Wednesday, September 4, 2013

The Ride to Greffin

Just after lunch today, Trey came by and said now would be a good time to try to locate Abigail's sponsored child.  He added the disclaimer that, when school is not in session, some of these kids can be hard to find, because they don't have addresses, and they often go to relatives or grandparents during the summer.

We crowded into the 4-wheel-drive along with Jean-Bernard, who would serve as a translator and was also described as the "best bloodhound" they have.

To say that the road to Greffin was bad would be a serious understatement.  After getting out of Fermathe, the pavement ended and what was left was just a path of large rocks, barely one lane wide.  We were jostled about the vehicle continuously, and probably the only reason we did not receive any injuries was because we were packed in so tightly.  Abigail sat in the middle by the gearshift and Deb, David and Jean-Bernard were packed in the back seat.  On the way back we remarked that, as we got farther out in to the mountains, the road behind us seemed progressively better because the road ahead got progressively worse.

After nearly an hour of this, Jean-Bernard told us to stop because he was going to ask the locals where Marianna's family lived.  After a few minutes, he re-appeared with another Haitian who thought he knew the family.  I'm not sure how they communicated this because the Haitian was deaf.  Jean-Bernard hopped back in, and the Haitian also hopped in and we went back the way we came for a short distance.  

After a few more turns, another halt was called, as the house to the right may be where she lived.  We all piled out of the vehicle and were surrounded by a growing crowd of Haitians.  After some excited talk in Creole, one of the children pointed back up the hill.  This was not the house, but she lived up that way. Back in the vehicle, back up the hill we had just come down, and a short distance later, we passed by a couple of kids walking down the road.  One of them was a little girl who, when asked her name, said "Marianna."  We found her along the road.  We later on found out that there was news that a vehicle (a rarity in this area) full of white people (even rarer) was coming looking for Marianna.  News travels fast in these parts.
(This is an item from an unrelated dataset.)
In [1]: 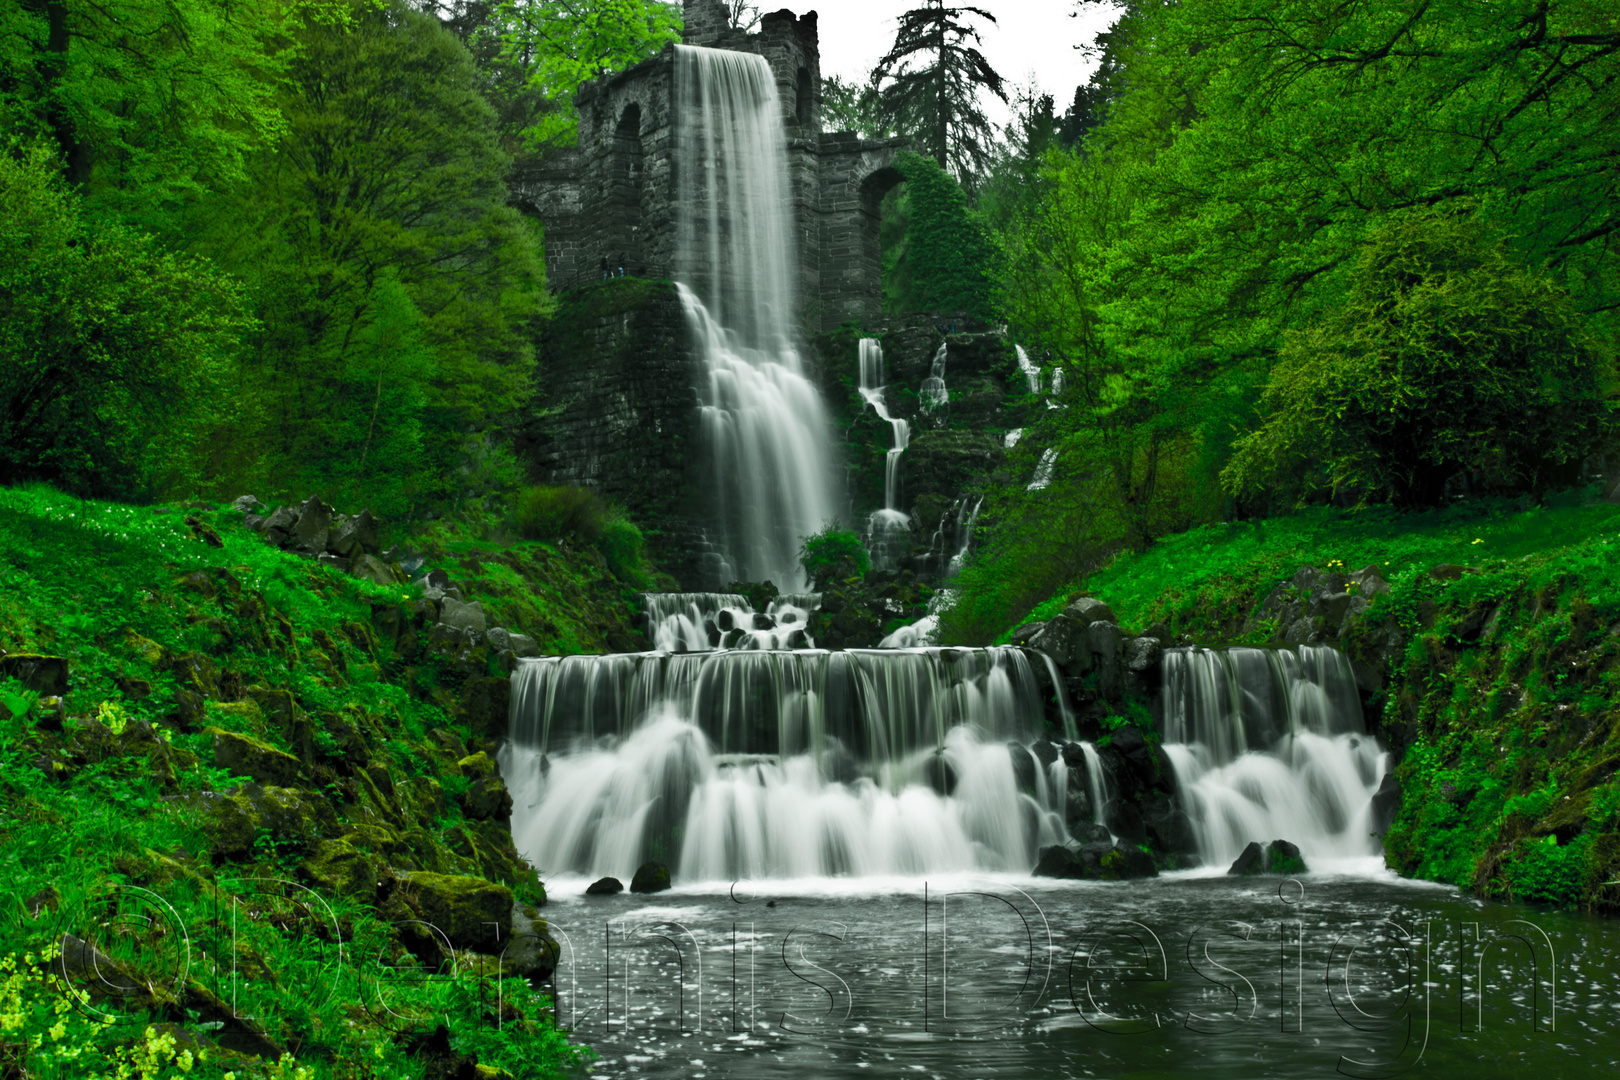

We parked the truck near the foot path leading to her family's house.  Marianna's father and mother appeared, along with about a dozen other people.

We followed them down the narrow foot path to their house, a simple block house about 200 feet from the road.  Corn was drying on blankets on the ground, and the small field next to their home had small plants that I was not able to identify.

On their porch, we exchanged formal greetings and asked a few questions through the translator, then Abigail gave Marianna a backpack with a few gifts.  We had also purchased a box of rice and beans which we left with them  Twenty bucks to feed this family for about a month.

We asked them about taking a few pictures and they were fine with that.  Both mama and papa disappeared into the house and emerged a few minutes later with different clothing on.  They had to look their best for the picture.

We learned that one of Marianna's favorite subjects in school is math, which is one of Abigail's least favorite.  Marianna helps her mother in the house and also helps carry water up from the stream about a mile away.

We told them we would send them some of the pictures we took. Before we left we linked hands in prayer, two families from two different cultures and two different countries, praying to the God we have in common.  How cool is that?

Answered prayer and miracles do happen, and this was one example.  To have found her so quickly in so remote an area could only be a God thing.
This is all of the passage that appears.